‘Weak spot’ in virus responsible for COVID-19 could mean new treatments: researchers


VANCOUVER — Researchers at the University of British Columbia have discovered what they call a “soft spot” in the virus that causes COVID-19.

A study published in the peer-reviewed scientific journal Nature Communications indicates that the “key vulnerability” is found in all major variants of the SARS-CoV-2 virus.

Researchers say exploiting this weakness could pave the way for new treatments that would be effective against all strains of the disease that has killed nearly 6.5 million people worldwide since it was first identified. over two years ago.

The study’s lead author, UBC Medical School professor Dr Sriram Subramaniam, says the team studied the virus at the atomic level, found the weak spot and identified an antibody fragment that can attach to it and all other variants, including the increased Omicron sub-variants.

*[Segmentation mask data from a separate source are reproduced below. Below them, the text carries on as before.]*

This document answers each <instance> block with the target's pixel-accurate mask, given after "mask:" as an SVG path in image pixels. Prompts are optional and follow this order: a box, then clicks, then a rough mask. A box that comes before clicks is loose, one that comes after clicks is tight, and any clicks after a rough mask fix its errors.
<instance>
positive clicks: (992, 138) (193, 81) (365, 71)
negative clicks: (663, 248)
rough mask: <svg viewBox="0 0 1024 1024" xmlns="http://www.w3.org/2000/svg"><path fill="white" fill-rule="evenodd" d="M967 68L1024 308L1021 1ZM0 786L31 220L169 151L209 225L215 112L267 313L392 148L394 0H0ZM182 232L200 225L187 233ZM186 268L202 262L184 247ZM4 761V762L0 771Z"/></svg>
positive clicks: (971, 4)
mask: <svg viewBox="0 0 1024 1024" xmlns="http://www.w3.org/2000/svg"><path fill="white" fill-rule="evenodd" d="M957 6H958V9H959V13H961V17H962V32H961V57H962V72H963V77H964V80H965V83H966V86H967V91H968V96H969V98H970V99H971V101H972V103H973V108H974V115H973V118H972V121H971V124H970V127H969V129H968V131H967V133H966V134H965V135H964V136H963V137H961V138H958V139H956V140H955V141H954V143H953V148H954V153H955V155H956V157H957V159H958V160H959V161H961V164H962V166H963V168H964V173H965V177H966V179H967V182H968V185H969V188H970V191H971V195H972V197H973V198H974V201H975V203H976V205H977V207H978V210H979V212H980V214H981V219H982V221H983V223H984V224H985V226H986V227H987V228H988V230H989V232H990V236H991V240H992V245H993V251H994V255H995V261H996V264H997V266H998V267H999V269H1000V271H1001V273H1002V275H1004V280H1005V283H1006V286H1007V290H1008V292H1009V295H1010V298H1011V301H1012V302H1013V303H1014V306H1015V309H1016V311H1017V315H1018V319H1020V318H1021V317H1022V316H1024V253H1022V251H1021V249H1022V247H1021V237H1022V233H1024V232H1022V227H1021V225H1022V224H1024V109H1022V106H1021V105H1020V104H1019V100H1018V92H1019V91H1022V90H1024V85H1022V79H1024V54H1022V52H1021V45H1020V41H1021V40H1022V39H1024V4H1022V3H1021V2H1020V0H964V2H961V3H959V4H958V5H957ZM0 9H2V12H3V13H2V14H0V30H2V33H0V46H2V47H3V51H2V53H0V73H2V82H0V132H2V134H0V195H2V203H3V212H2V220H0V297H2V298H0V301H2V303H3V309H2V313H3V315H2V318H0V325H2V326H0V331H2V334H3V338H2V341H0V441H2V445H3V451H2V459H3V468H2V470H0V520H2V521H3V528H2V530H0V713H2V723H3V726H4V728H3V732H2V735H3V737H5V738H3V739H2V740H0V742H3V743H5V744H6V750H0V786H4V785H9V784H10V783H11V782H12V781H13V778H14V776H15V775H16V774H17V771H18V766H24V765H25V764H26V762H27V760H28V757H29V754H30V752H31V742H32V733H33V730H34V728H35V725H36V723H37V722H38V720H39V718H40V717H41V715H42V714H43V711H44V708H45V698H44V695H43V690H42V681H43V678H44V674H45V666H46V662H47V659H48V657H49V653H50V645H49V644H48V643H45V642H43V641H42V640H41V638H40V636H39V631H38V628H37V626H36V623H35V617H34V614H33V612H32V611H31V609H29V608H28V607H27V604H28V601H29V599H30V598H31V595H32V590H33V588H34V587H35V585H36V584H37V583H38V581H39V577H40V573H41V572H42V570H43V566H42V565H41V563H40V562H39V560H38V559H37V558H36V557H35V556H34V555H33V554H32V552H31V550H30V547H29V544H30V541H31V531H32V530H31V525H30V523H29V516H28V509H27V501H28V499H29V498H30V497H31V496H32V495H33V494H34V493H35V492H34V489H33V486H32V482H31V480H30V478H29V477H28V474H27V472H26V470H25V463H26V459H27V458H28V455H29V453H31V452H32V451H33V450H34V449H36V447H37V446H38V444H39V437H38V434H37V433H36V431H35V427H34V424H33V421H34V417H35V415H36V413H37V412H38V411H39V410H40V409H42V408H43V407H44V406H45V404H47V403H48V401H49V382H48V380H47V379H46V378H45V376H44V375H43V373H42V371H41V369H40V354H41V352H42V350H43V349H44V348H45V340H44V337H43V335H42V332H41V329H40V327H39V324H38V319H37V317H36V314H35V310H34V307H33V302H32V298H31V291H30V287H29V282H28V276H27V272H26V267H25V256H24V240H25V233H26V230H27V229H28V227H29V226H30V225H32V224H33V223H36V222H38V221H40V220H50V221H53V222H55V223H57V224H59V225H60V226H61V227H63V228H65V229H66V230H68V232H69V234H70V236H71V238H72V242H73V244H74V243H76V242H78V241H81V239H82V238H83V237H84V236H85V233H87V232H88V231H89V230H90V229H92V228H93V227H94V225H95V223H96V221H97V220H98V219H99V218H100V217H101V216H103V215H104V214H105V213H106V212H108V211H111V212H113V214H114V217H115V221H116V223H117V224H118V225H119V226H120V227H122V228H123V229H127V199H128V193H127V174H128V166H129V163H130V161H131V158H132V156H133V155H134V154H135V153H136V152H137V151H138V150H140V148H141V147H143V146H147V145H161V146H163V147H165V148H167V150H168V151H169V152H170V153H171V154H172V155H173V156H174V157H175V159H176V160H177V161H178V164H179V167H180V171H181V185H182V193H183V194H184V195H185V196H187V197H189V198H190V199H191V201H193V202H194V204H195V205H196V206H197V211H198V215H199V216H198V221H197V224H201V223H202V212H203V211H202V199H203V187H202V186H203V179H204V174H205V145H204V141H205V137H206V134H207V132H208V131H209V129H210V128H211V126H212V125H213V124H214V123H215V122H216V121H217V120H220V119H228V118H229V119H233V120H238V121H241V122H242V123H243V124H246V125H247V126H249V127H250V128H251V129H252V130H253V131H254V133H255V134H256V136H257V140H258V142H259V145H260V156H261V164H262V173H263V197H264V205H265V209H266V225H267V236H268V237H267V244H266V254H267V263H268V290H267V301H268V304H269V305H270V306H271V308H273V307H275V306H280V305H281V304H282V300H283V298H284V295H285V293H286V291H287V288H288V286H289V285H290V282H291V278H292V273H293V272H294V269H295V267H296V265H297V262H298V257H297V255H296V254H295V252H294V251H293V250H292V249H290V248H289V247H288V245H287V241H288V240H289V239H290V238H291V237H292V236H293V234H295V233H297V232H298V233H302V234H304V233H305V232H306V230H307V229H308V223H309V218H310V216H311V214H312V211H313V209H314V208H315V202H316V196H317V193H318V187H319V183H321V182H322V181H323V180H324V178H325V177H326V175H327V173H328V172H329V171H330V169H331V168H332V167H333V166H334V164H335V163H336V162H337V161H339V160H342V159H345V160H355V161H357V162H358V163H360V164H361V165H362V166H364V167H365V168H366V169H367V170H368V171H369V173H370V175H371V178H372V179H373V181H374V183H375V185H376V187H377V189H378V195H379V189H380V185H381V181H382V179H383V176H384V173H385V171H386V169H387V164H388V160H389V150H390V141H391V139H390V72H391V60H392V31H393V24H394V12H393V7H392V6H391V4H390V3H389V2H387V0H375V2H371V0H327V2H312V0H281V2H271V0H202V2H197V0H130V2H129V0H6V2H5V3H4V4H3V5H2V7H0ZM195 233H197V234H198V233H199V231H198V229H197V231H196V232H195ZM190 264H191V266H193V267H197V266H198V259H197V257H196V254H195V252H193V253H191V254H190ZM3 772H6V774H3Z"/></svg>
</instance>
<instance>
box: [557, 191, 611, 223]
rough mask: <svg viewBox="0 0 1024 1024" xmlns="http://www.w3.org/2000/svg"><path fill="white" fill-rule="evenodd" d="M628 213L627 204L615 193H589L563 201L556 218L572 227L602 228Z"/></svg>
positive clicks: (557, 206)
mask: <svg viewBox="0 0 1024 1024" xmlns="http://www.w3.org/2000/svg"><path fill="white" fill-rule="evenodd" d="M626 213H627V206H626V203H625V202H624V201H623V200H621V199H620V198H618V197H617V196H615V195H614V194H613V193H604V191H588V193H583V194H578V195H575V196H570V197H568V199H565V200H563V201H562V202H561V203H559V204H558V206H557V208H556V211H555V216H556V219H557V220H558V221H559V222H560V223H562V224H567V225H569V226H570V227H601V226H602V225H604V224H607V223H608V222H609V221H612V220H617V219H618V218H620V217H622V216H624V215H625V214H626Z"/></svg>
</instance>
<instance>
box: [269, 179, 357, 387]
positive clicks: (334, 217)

Antibodies neutralize viruses by fitting like a key in a lock and are no longer effective when the virus mutates rapidly, but Subramaniam says the weak point is consistent across all seven major variants of the SARS-CoV-2 virus, allowing a antibodies to act as a “master key” capable of overcoming important mutations.

Subramaniam says the weak point and master key identified in the study “open up a whole new realm of treatment possibilities” that have the potential to be effective against current or future variants of the virus that causes COVID-19.